There were also some very concerning issues raised within the report which included:

  • Babies on the delivery suite and neonatal unit were not tagged – risk of abduction which was categorised as a high current risk level
  • Single paediatric specialist registrar on night shifts across paediatrics and neonates which was also categorised as a high current risk level
  • Risk of not maintaining guidelines reviews, updates and benchmarking against national guidance was categorised as an extreme risk level

Alongside opportunities to strengthen care, the review team identified some examples of excellent care: specifically, three of the 18 cases examined by the review team were graded excellent care for the obstetric journey and one case also demonstrated excellent end of life care.

Other highlights of the review included the positive evolution in organisational culture evident in the maternity service and stronger family engagement due to learning from previous incidents.

The bereavement midwives were said to receive ‘exceptional feedback’ from parents and had been working with bereaved fathers, who can often be overlooked in terms of engagement.

In terms of maternity services, the report states that relationships between Obstetricians and Midwives post Ockenden were reported to be ‘excellent’. The department had evolved considerably over the preceding five years. A great deal of work had been undertaken to address cultural issues and improve working relationships in response to the Ockenden review. The last 18 to 24 months had marked a new level of stability, following patterns of high turnover across all senior management roles.

Conclusion

It is clear from this report that there is a problem across the region, but it does not specifically set out why the SaTH mortality rates were so high.

Whilst we commend the Trust for taking on board the feedback from the Donna Ockenden review and trying to re-build trust within the community, more needs to be done.

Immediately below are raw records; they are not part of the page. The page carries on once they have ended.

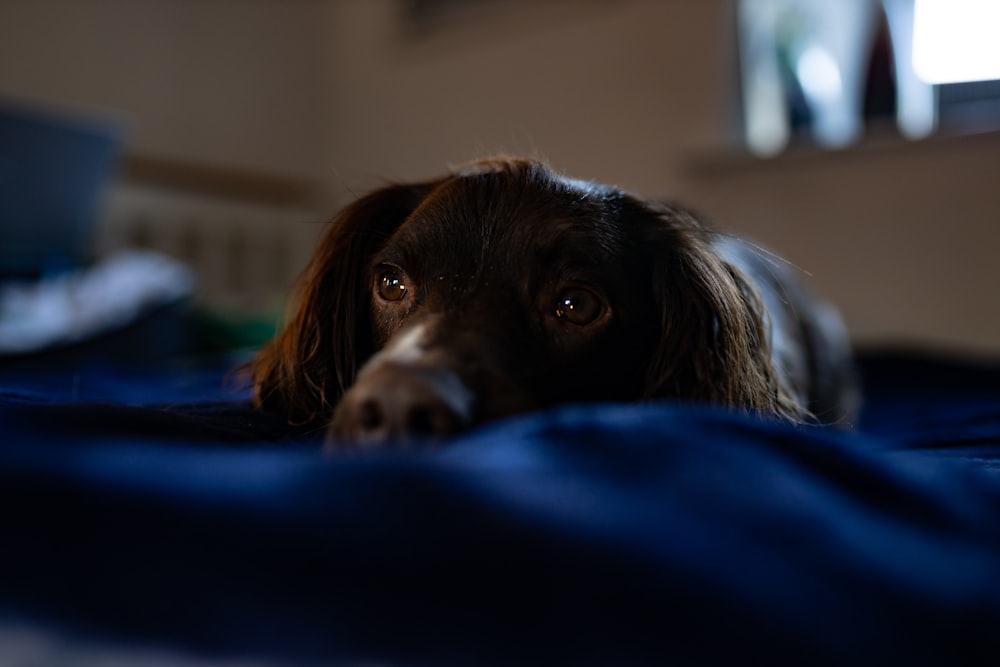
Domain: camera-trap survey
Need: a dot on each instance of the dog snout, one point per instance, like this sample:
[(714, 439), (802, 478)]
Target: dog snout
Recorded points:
[(400, 403)]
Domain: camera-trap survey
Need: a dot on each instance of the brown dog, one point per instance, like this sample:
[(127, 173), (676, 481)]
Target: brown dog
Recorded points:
[(504, 287)]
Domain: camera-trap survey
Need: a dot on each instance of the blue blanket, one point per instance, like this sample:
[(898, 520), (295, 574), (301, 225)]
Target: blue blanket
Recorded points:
[(155, 507)]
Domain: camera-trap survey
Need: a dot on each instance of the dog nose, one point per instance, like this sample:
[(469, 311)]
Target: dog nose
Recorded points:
[(398, 403)]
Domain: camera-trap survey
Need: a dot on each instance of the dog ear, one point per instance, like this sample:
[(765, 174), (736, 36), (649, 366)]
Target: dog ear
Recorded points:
[(305, 369), (713, 344)]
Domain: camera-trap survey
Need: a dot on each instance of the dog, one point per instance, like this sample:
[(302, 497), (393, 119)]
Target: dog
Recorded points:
[(504, 287)]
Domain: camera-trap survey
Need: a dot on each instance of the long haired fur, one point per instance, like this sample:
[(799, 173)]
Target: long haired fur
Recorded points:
[(709, 336)]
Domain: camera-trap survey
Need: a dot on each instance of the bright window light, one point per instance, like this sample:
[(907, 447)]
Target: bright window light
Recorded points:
[(956, 40)]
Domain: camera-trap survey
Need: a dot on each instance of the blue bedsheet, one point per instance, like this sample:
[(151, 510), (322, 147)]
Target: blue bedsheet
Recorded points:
[(596, 535)]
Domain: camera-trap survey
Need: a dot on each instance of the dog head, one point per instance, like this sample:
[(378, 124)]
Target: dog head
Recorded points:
[(504, 287)]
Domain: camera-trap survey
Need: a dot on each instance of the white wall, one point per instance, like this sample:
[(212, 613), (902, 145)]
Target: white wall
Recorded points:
[(640, 93)]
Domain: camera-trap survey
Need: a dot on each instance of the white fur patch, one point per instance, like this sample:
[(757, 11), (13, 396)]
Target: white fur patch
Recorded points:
[(406, 349)]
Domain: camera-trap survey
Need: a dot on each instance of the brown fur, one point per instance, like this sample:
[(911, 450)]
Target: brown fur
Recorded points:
[(690, 317)]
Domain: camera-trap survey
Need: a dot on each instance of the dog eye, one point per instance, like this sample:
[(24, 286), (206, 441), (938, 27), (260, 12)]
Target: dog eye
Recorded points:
[(579, 306), (391, 286)]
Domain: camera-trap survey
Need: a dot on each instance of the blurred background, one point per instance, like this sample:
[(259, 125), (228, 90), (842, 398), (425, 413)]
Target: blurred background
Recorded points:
[(226, 131)]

We are still receiving enquiries regarding current stillbirth and neonatal deaths with very similar areas of concern as were identified in 2020.

We are grateful that the wider maternity service is being considered as it is important to us that women feel safe giving birth in our community. We hope that this review delves further into why so many babies are dying at SaTH so this can be addressed and concerns surrounding birth at SaTH alleviated.